Kellas climbed laboriously to his feet, dizzy and stumbling, but it was already too late. The de
mon mounted a winged horse and flew off into the night.
Hooves pounded. Men shouted. The lights swayed drunkenly. Soldiers approached.
With a curse Ezan threw up on Kellas’s boots.
The noise of his retching brought Denni, Battas, and Oyard racing up. After them came the mounted troops with lanterns bobbing and swaying. They converged as Ezan, doubled over, heaved out more bile. Kel took a step out of its way. As Chief Jagi himself arrived, Ezan straightened up with a grimace of pain that hurt to see.

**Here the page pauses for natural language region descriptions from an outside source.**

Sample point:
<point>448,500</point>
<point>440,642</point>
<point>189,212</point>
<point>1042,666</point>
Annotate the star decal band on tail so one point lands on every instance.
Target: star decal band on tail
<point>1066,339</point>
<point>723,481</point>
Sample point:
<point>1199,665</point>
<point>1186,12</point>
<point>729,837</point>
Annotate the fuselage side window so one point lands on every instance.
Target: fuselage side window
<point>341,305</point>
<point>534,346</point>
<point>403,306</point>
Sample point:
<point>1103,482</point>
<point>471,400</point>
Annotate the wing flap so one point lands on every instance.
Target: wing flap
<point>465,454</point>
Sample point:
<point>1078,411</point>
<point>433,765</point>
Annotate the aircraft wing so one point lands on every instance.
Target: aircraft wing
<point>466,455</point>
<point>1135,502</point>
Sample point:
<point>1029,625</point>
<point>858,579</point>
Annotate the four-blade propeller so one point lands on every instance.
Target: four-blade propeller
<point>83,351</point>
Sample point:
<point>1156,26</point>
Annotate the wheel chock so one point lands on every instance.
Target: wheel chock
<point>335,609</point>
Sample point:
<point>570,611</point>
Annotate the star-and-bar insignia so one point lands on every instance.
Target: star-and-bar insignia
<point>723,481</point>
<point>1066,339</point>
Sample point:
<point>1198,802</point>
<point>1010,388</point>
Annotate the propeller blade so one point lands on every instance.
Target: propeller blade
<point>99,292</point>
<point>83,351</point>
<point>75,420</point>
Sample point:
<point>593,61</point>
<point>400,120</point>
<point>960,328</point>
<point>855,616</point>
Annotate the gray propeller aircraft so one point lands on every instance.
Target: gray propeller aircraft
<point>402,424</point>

“This cursed hells-ridden limp noodle had the demon within his grasp after I took these cursed burns stopping her in her tracks. But she got away from him. Ass!”
Chief Jagi glanced at Ezan, then at Kellas. Like all the outlander Qin soldiers who had ridden into the Hundred in the company of King Anjihosh, he rarely showed emotion. A narrowed gaze was brutal enough. Disappoint your Qin chief, and he’d simply deem you useless to him and cast you out of the Black Wolves.
“Which way did she run?” Jagi asked.
“She flew off on a horse,” said Kel, his head aching. Lantern light glittered on the blood and spew that streaked his sword. “I got my blade in her gut. It didn’t make a cursed bit of difference.”
“Stupid fuckwit,” said Ezan, and then he fainted from the pain, thank the gods.
Chief Jagi signaled. The troop broke into four groups and spread out to cover the ground all around, but they all knew they would find no trace of the creature.
“You kept your wits about you,” said the chief to Kellas when they two were standing alone.
“I still failed.”
“Next time you’ll kill one. But you know the rules. Any man who speaks to a demon must return to Toskala to give full particulars to the king. Anything else you want to tell me?”
“Yes. The traitor is Aikar.”
2
“And was the traitor Aikar?” asked King Anjihosh.